Anti-inflammatory treatment can increase mortality due the constantly dynamic nature of the sepsis continuum including both SIRS and CARS. The single “magic bullet” for sepsis is elusive for this reason and stratifying patients according to their immune response seems more effective. Following caecal ligation and puncture (CLP) model of sepsis in a murine model, mortality was increased in mice pretreated with interleukin receptor antagonist (IL-1ra) increases mortality after CLP.13

Individualised immunotherapy

The opsonin index: “Send a drop of the patient’s blood to the laboratory at St. Anne’s; and in fifteen minutes I’ll give you his opsonin index in figures. If the figure is one, inoculate and cure: if it’s under point eight, inoculate and kill”. “To inject a vaccine into a patient without first testing his opsonin is as near murder as a respectable practitioner can get”.

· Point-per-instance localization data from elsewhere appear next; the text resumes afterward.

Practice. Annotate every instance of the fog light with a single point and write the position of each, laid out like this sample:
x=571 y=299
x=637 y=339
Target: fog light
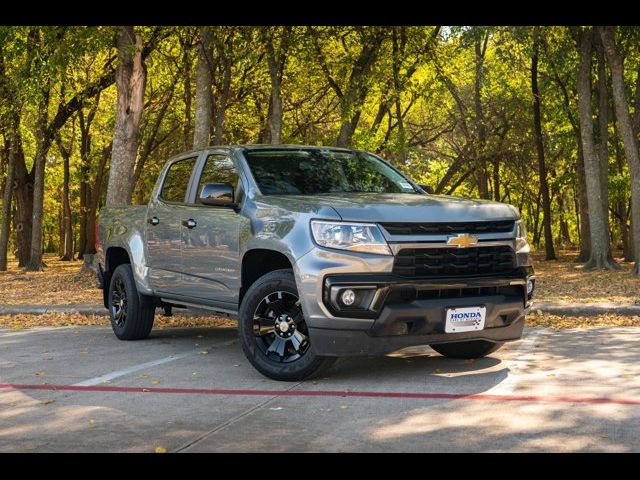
x=348 y=297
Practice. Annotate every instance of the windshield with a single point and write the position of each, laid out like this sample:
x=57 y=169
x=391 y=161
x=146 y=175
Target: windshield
x=315 y=171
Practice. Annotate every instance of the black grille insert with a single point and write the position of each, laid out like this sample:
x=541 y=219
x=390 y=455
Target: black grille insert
x=454 y=262
x=447 y=228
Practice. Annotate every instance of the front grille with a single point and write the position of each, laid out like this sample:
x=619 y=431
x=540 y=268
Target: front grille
x=408 y=294
x=448 y=228
x=454 y=262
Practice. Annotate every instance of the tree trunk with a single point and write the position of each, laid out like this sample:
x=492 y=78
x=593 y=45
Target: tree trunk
x=131 y=75
x=276 y=58
x=221 y=110
x=66 y=214
x=585 y=236
x=6 y=205
x=353 y=97
x=43 y=143
x=603 y=130
x=482 y=176
x=186 y=79
x=626 y=132
x=542 y=168
x=204 y=98
x=599 y=231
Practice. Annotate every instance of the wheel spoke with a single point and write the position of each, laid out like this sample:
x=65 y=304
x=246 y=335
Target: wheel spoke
x=297 y=339
x=265 y=325
x=277 y=346
x=284 y=307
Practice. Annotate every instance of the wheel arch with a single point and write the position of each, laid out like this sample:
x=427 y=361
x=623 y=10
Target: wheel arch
x=258 y=262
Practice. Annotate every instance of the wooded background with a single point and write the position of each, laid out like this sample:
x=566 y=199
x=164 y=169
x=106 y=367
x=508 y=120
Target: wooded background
x=544 y=118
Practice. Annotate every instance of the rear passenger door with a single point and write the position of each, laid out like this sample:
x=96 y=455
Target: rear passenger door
x=210 y=249
x=163 y=227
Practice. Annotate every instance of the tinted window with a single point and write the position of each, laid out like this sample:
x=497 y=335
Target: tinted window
x=176 y=182
x=308 y=172
x=218 y=169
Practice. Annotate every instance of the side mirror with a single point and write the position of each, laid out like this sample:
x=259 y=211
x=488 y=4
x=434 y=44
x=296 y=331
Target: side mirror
x=217 y=194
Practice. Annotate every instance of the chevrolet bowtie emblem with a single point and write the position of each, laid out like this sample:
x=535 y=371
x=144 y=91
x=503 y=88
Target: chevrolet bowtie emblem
x=462 y=240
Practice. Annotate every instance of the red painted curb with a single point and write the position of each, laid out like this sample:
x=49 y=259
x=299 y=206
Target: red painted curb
x=329 y=393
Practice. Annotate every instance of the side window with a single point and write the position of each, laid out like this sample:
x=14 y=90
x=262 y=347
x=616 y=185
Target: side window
x=219 y=169
x=176 y=183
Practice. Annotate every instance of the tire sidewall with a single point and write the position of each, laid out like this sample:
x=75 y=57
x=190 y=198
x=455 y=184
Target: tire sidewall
x=299 y=369
x=125 y=273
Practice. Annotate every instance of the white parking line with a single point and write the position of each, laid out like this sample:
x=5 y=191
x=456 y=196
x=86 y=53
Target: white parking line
x=520 y=357
x=10 y=333
x=133 y=369
x=136 y=368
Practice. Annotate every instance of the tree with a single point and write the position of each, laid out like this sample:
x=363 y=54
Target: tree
x=625 y=123
x=131 y=78
x=204 y=97
x=276 y=42
x=542 y=167
x=600 y=255
x=352 y=95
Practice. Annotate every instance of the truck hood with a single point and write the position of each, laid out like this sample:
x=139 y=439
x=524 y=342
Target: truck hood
x=400 y=207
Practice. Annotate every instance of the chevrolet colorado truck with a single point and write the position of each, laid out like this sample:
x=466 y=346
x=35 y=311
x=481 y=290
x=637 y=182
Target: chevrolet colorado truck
x=318 y=253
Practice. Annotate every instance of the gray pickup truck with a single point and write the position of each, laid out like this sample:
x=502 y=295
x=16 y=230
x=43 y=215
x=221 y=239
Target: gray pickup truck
x=319 y=253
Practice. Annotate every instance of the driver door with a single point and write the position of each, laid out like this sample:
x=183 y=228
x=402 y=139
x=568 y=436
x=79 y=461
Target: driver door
x=211 y=248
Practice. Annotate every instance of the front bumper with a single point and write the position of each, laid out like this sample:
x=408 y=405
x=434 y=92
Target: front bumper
x=408 y=311
x=339 y=343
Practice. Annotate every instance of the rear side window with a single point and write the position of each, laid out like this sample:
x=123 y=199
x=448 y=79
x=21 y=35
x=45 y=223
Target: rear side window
x=218 y=169
x=176 y=183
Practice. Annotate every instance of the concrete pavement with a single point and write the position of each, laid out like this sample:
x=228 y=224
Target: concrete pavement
x=80 y=389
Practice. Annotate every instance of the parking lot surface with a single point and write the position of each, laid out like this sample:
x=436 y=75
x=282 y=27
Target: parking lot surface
x=192 y=390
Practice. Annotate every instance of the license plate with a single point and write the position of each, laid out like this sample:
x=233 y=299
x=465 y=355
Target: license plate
x=465 y=319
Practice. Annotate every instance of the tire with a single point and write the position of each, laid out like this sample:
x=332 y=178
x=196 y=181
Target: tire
x=131 y=315
x=277 y=343
x=471 y=349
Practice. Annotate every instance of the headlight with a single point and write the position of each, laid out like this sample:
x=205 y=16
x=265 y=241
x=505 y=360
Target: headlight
x=521 y=237
x=354 y=237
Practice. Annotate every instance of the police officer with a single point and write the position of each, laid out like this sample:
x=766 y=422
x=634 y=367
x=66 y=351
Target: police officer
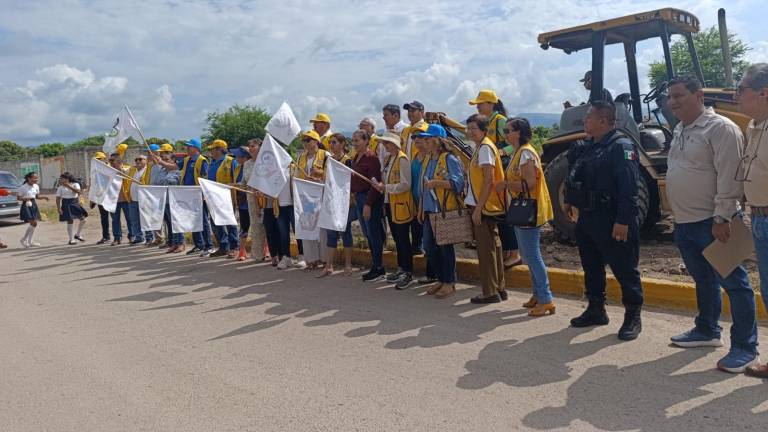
x=602 y=184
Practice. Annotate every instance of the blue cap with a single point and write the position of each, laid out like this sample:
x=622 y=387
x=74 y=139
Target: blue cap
x=433 y=131
x=194 y=142
x=238 y=152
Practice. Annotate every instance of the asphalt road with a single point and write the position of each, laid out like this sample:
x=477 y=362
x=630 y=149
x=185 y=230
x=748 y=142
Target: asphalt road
x=99 y=338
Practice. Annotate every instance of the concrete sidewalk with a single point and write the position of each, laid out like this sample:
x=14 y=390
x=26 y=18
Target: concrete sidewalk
x=99 y=338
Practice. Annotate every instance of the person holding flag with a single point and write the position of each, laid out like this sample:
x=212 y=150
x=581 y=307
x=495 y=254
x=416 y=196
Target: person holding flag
x=191 y=169
x=222 y=170
x=399 y=207
x=311 y=166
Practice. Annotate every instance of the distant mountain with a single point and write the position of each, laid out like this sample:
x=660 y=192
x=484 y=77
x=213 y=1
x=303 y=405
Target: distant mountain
x=541 y=119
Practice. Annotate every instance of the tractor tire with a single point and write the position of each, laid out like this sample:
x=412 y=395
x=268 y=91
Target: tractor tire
x=564 y=228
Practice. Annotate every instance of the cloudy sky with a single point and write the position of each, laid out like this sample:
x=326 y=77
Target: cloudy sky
x=68 y=65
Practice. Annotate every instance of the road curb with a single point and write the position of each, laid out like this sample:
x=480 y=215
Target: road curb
x=657 y=292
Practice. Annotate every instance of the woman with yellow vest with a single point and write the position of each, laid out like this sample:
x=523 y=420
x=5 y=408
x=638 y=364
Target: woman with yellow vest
x=311 y=166
x=338 y=143
x=525 y=167
x=442 y=184
x=191 y=169
x=485 y=171
x=222 y=170
x=399 y=207
x=490 y=106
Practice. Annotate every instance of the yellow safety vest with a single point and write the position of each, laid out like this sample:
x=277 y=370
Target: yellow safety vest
x=421 y=126
x=493 y=206
x=318 y=163
x=401 y=205
x=197 y=168
x=539 y=191
x=447 y=201
x=493 y=129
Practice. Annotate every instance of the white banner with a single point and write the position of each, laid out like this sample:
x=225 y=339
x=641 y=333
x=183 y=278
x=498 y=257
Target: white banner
x=283 y=125
x=219 y=199
x=151 y=206
x=270 y=169
x=125 y=126
x=105 y=185
x=307 y=199
x=335 y=209
x=186 y=204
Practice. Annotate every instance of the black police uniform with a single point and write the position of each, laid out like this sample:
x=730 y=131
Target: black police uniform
x=602 y=184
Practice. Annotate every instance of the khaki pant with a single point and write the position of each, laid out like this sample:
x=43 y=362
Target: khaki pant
x=256 y=231
x=489 y=256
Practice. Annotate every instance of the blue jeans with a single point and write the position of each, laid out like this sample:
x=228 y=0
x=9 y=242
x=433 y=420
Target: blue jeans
x=104 y=218
x=134 y=229
x=117 y=232
x=202 y=239
x=529 y=241
x=227 y=236
x=373 y=229
x=441 y=258
x=760 y=235
x=174 y=239
x=692 y=239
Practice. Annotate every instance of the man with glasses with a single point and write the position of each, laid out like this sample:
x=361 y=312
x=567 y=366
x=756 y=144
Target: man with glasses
x=704 y=196
x=752 y=95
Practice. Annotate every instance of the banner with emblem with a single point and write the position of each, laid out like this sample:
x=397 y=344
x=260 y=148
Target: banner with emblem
x=307 y=200
x=219 y=199
x=186 y=204
x=335 y=209
x=105 y=185
x=151 y=201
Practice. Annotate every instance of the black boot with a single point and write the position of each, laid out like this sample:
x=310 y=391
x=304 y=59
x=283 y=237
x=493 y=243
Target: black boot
x=593 y=315
x=632 y=325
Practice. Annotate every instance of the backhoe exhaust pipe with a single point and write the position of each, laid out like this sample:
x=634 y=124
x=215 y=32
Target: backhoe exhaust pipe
x=725 y=47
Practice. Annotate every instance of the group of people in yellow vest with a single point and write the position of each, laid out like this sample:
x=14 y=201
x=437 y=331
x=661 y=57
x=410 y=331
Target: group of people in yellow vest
x=406 y=174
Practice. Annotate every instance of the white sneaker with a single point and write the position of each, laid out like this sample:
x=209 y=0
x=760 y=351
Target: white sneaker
x=285 y=263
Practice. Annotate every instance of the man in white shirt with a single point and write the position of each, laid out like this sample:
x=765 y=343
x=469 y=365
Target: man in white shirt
x=752 y=95
x=704 y=195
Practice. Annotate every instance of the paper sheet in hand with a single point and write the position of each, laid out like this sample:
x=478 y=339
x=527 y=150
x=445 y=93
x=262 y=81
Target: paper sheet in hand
x=725 y=257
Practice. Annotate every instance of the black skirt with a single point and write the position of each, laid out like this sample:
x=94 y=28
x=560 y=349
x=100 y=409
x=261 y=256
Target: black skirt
x=71 y=209
x=28 y=213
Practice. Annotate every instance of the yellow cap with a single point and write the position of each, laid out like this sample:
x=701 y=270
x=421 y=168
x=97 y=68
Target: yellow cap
x=166 y=148
x=121 y=149
x=390 y=137
x=484 y=96
x=311 y=134
x=321 y=117
x=220 y=144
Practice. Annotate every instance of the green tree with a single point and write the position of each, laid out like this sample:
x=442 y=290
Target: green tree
x=9 y=150
x=236 y=125
x=49 y=149
x=710 y=54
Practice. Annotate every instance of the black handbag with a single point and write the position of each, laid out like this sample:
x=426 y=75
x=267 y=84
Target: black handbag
x=521 y=211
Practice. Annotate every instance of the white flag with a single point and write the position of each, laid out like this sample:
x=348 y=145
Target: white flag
x=219 y=199
x=186 y=204
x=105 y=185
x=283 y=124
x=125 y=126
x=270 y=169
x=151 y=206
x=335 y=209
x=307 y=199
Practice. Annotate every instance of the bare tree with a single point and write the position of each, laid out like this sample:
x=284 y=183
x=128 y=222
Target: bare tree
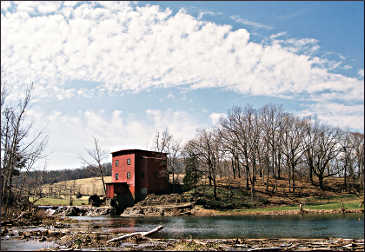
x=21 y=145
x=322 y=148
x=358 y=145
x=292 y=145
x=165 y=142
x=95 y=159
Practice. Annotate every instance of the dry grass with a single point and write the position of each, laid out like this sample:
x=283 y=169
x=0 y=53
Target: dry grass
x=87 y=186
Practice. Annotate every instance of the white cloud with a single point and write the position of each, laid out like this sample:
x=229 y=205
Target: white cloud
x=250 y=23
x=338 y=115
x=206 y=13
x=361 y=73
x=123 y=47
x=215 y=117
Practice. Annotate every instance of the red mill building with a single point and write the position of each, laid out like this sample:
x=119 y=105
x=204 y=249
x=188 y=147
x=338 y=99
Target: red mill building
x=137 y=173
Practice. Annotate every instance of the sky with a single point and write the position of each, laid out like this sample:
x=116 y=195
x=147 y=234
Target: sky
x=121 y=71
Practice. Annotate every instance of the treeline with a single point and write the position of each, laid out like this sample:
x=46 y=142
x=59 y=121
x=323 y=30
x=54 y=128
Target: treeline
x=55 y=176
x=271 y=144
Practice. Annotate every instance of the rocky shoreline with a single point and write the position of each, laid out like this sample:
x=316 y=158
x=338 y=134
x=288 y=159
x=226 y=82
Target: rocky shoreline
x=93 y=240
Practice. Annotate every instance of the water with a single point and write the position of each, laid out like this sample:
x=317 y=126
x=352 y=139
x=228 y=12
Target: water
x=16 y=245
x=350 y=226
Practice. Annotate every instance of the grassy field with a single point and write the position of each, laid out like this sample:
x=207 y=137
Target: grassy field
x=233 y=198
x=64 y=201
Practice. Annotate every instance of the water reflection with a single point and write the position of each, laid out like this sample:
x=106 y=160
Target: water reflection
x=236 y=226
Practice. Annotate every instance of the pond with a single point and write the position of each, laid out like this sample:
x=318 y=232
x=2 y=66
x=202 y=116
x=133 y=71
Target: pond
x=349 y=226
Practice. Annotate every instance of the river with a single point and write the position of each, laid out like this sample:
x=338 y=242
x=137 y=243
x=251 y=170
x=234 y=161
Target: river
x=349 y=226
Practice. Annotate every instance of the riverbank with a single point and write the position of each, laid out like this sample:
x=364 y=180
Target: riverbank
x=94 y=240
x=65 y=233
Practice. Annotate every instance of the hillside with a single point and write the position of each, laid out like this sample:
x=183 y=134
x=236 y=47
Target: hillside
x=234 y=197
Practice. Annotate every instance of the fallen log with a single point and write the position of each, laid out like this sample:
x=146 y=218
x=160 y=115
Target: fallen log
x=141 y=234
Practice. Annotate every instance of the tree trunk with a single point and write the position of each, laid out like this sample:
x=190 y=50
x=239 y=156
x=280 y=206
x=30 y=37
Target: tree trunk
x=233 y=168
x=320 y=178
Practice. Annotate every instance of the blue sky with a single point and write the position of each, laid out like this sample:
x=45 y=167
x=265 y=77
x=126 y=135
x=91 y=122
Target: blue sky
x=122 y=71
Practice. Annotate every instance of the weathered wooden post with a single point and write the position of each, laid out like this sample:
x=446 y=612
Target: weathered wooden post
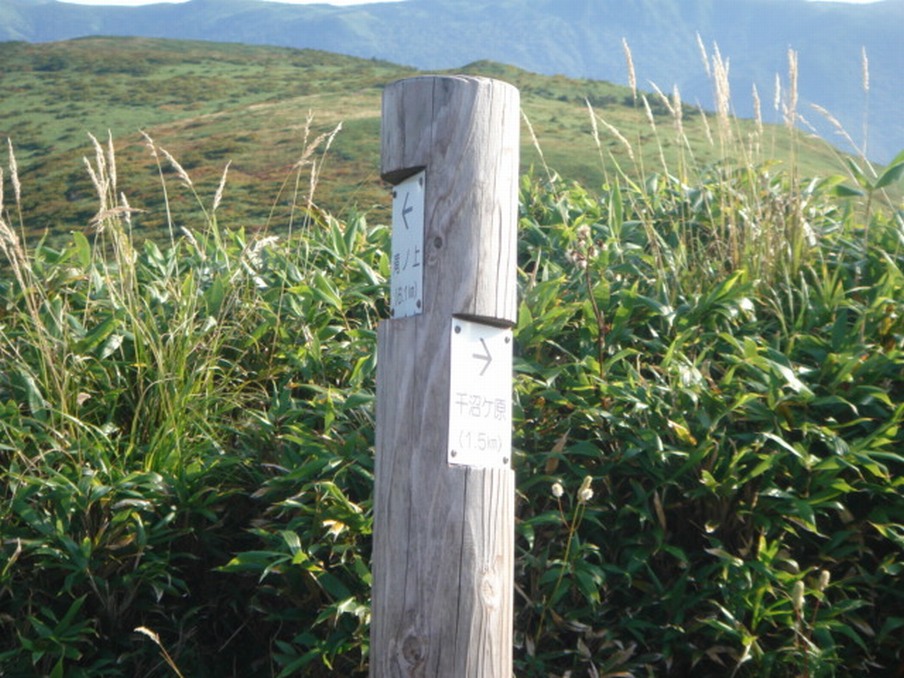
x=444 y=503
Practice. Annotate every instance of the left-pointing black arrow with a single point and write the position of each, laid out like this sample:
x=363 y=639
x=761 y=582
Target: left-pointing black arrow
x=406 y=210
x=486 y=357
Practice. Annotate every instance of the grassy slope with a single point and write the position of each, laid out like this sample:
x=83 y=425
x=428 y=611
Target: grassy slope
x=210 y=103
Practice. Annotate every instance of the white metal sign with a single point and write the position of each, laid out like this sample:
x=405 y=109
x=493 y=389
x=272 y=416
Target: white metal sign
x=480 y=395
x=407 y=277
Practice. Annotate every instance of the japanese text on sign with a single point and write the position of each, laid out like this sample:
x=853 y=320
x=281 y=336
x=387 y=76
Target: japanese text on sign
x=480 y=403
x=407 y=276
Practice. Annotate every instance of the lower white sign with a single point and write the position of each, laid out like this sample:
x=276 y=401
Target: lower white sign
x=480 y=395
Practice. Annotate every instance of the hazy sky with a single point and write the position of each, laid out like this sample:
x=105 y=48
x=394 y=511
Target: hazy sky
x=288 y=2
x=329 y=2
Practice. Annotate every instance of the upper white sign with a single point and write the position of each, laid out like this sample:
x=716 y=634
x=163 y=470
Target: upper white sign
x=407 y=275
x=480 y=395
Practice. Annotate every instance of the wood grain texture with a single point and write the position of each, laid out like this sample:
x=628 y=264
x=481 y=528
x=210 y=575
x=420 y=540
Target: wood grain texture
x=443 y=560
x=464 y=132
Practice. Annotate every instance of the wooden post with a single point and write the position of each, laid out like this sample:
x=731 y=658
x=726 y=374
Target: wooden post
x=444 y=531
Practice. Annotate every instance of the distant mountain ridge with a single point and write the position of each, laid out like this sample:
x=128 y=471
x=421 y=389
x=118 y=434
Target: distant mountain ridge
x=578 y=38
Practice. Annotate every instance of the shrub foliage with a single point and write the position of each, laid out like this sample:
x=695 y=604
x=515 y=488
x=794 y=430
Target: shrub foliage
x=709 y=400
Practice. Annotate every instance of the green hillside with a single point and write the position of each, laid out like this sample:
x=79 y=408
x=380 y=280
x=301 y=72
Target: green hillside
x=708 y=378
x=209 y=104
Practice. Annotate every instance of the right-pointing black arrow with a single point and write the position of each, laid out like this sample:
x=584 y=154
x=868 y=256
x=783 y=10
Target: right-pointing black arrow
x=487 y=358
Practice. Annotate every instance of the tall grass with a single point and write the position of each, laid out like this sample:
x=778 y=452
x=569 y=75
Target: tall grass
x=700 y=344
x=149 y=392
x=708 y=405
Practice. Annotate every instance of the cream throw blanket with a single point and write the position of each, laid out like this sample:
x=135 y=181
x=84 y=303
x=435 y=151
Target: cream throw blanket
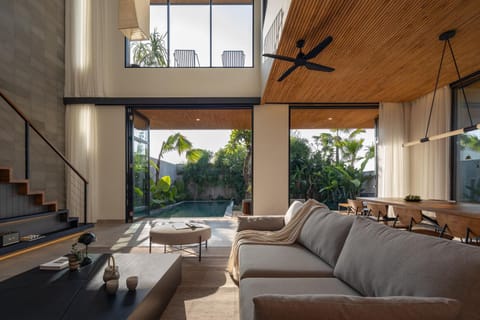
x=285 y=236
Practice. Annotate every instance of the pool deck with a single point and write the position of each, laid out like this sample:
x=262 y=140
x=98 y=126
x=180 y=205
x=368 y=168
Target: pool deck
x=121 y=237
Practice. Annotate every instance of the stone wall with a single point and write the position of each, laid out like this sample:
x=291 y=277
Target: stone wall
x=32 y=41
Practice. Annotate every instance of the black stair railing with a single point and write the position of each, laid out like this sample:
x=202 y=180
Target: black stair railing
x=28 y=126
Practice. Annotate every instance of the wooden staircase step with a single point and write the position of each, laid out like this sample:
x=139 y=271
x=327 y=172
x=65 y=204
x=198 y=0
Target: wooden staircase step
x=5 y=174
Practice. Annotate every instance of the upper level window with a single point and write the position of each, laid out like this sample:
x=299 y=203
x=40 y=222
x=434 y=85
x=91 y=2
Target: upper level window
x=196 y=33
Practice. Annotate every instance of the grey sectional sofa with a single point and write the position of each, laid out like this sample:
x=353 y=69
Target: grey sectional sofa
x=346 y=267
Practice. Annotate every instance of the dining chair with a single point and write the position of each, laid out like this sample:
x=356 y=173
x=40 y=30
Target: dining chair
x=467 y=229
x=186 y=58
x=378 y=211
x=233 y=58
x=412 y=220
x=355 y=206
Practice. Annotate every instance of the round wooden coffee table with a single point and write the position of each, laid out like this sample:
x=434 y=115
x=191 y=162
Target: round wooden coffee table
x=177 y=234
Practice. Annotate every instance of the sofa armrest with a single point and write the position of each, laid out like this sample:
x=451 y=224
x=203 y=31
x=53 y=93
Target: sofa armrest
x=262 y=223
x=342 y=307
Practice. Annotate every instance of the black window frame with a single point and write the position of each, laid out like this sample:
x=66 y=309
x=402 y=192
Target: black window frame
x=169 y=65
x=455 y=88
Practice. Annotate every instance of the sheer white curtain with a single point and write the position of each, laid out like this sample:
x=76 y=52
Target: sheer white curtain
x=430 y=162
x=392 y=157
x=85 y=26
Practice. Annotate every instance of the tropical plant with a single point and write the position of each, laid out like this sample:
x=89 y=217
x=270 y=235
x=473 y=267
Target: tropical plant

HLA-DR expression on monocytes might constitute a useful indicator of the immunological status of the individual patient with sepsis and a guide for treatment. Patients with CARS, as manifested by low HLA-DR expression, might benefit from immunostimulants, while patients with SIRS and normal or high monocyte HLA-DR expression should receive treatment directed to interfere with pro-inflammatory pathways.14 Osuchowski et al.15 stratified mice using IL-6 as an early biomarker and showed that targeted immunosuppression decreased mortality in mice with predicted poor outcome. However, Panacek at al.16 have shown that using IL-6 to stratify patients receiving anti-tumour necrosis factor therapy (n = 2634) showed an decrease in mortality. A currently registered Chinese study of tocilizumab in COVID-19 management stratifies patients by IL-6 levels (ChiCTR2000029765).17

Conclusion

In Shaw’s time (pre-antibiotics), the only solution was to stimulate the phagocytes. However, immunomodulation is still not an exact science in sepsis although carefully stratified individualised care is well established in cancer. The advent of antibiotic resistance has led to a resurgence in interest in immunomodulatory adjunctive therapy. Interestingly, this mirrors the research of Sir Almroth Wright and his research group in St. Marys over 100 years ago.

“I’m not belittling your discovery. Most discoveries are made regularly every fifteen years; and it’s fully a hundred and fifty since yours was last made. That’s something to be proud of”. Therefore, Sir Almroth Wright in his time known as Sir Always Wrong was probably Sir Almost Wright.